Midwestern University to open Arizona's first optometry school
Midwestern University to open Arizona's first optometry school
Mar. 10, 2009
Lesley Wright
The Arizona Republic

Midwestern University will welcome 50 of the state's first optometry students in August.

Four years later, the new doctors of optometry, known as ODs, will find patients with a wide variety of needs right at their doorstep.

On one hand, Arizona has a high percentage of children under 18. Making up more than one-quarter of the population, these children suffer from conditions such as "lazy eye," which are best treated if caught at a young age.

On the other hand, the state also has a large and growing population of the elderly - nearly 13 percent of Arizona residents are 65 years or older - who routinely suffer from macular degeneration, low vision and other ailments.

The needs of the elderly are becoming particularly acute in Surprise and other areas of the West Valley, Midwestern officials said.

If that is not enough, the high count of Hispanics and Native Americans, who suffer disproportionately from eye diseases related to diabetes, will offer a ready-made audience for newly minted optometrists.

Many of them will try their skills first at Midwestern's new Eye Institute, which is being built next to its existing public clinic.

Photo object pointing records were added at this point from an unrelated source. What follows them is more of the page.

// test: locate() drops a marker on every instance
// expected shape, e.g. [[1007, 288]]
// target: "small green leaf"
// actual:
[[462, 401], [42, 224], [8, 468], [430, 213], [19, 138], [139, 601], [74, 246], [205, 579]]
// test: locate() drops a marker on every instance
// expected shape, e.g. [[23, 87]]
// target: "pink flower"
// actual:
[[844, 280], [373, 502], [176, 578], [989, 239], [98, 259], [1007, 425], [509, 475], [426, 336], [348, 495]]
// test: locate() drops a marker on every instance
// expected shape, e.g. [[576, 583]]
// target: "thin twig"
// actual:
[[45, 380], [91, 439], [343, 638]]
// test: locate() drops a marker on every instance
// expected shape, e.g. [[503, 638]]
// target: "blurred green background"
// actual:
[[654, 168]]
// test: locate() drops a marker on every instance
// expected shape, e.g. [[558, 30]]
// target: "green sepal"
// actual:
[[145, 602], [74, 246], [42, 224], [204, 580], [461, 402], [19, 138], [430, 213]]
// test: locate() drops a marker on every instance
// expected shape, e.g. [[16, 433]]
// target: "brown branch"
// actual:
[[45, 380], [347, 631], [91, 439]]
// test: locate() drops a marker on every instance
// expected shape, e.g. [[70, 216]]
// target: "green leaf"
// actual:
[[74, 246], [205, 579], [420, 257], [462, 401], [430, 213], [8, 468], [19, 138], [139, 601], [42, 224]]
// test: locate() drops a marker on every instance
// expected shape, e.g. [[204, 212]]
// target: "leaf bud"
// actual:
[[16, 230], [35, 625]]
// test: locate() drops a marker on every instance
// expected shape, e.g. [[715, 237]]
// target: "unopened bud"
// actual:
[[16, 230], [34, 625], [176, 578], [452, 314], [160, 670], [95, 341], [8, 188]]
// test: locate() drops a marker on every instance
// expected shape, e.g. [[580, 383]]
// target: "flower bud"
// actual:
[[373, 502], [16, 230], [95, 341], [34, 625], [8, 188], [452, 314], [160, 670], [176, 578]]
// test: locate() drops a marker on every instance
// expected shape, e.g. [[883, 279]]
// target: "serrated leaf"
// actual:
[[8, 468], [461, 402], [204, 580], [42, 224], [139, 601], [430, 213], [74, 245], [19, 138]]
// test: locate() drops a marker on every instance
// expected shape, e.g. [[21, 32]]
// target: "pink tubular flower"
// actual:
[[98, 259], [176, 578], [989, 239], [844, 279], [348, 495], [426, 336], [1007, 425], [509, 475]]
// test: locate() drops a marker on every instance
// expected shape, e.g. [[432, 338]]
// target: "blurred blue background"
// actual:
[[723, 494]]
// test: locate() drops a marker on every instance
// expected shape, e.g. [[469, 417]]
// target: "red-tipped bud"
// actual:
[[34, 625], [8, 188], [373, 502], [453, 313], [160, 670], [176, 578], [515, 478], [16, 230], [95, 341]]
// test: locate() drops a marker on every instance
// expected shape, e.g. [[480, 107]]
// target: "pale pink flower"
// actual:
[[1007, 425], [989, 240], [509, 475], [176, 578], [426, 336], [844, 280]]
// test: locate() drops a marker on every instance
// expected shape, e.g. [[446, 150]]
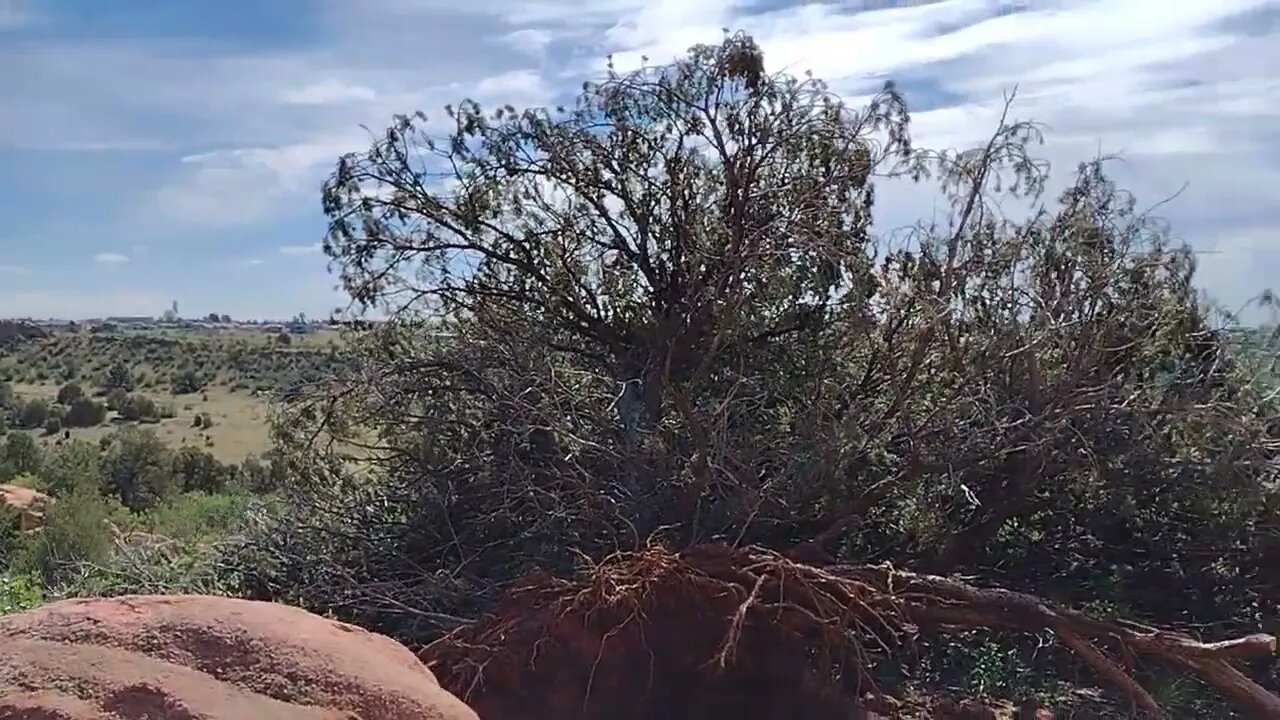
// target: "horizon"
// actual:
[[151, 153]]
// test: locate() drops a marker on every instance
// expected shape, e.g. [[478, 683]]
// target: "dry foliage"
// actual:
[[662, 313]]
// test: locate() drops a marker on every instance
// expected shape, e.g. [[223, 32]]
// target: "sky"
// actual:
[[156, 151]]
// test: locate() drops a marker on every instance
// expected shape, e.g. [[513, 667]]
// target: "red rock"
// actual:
[[206, 657]]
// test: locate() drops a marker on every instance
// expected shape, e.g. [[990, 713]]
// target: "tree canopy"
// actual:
[[663, 313]]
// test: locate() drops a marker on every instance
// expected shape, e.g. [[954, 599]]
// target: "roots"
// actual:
[[718, 632]]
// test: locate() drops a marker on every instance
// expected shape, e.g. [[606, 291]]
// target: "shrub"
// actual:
[[73, 466], [21, 456], [138, 408], [1041, 402], [69, 392], [115, 399], [137, 468], [187, 382], [33, 413], [76, 532], [19, 593], [85, 413]]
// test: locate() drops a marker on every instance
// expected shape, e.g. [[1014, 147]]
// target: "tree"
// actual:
[[138, 468], [187, 382], [115, 399], [73, 466], [33, 413], [21, 456], [118, 377], [197, 470], [85, 413], [137, 408], [69, 392], [663, 313]]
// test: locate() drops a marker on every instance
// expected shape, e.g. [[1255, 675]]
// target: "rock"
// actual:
[[31, 505], [195, 657]]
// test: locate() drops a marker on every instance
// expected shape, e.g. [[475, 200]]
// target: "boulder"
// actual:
[[195, 657], [31, 505]]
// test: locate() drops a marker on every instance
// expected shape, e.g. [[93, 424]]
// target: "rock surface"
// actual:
[[30, 504], [188, 657]]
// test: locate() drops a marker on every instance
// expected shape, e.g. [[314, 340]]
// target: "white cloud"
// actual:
[[301, 249], [14, 14], [71, 304], [329, 92], [1183, 94]]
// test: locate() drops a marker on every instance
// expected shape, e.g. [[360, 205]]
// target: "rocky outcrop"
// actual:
[[31, 505], [208, 657]]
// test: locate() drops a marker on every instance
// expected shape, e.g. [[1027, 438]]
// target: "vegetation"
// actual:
[[663, 315]]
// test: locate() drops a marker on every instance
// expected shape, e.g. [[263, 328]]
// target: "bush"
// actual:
[[21, 455], [115, 399], [85, 413], [195, 470], [197, 516], [140, 408], [76, 532], [187, 382], [118, 377], [1042, 404], [19, 593], [137, 468], [72, 466], [33, 414], [69, 392]]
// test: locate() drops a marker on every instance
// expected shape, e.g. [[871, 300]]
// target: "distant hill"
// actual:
[[13, 332]]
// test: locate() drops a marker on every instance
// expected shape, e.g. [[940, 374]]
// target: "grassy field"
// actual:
[[237, 369], [240, 422]]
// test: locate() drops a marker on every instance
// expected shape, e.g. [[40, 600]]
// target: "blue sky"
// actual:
[[154, 150]]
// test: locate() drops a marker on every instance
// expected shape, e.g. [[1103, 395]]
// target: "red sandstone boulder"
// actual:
[[188, 657]]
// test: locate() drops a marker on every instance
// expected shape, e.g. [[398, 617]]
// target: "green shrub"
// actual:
[[19, 593], [33, 414], [69, 392], [21, 455], [85, 413], [76, 532]]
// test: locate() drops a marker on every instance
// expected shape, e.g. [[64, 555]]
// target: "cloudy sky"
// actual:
[[154, 150]]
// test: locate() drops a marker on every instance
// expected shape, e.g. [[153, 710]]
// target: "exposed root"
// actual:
[[718, 632]]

The institute should be open by next spring.

Hector Santiago, the new dean of Midwestern's Arizona College of Optometry, is ready for it all.

"We are dedicated to a strong program with a research component," said Santiago, who has served a number of dean posts at the Inter American University of Puerto Rico's School of Optometry. "There are so many needs in the state. I think we need to accommodate those needs."

Optometrists are the primary eye doctors, trained to "detect, diagnose and manage visual dysfunctions and eye diseases," Santiago said.

Students in the school, along with 15 faculty members, will work closely with the other medical disciplines at Midwestern as part of the school's integrated health care system.

Primary care doctors already send patients to the optometry section of the Midwestern University Clinic, on the campus southeast of Utopia Road and 59th Avenue.

Anthony Will, a professor and primary doctor at the clinic, recently discovered a somewhat rare eye condition in one patient and was able to call in a practicing optometrist in the same building.

"One of the missions of the clinic is a team approach," Will said. "I'll be the first to admit it - I learn something every day."

It is a model, Santiago said, for how great medical care can be.

"You've got a team of people looking at you," Santiago said.

Kathleen Goeppinger, the university's chief executive, said the school hopes to address the uneven distribution of Arizona's practicing optometrists. Only 65 of the 138 towns and cities in Arizona have an optometrist.

Goeppinger said that students often tend to stay and work where they intern, including rural areas.

"We give them a taste of rural medicine and many of them do stay," she said. "Not everyone wants to live in an urban area."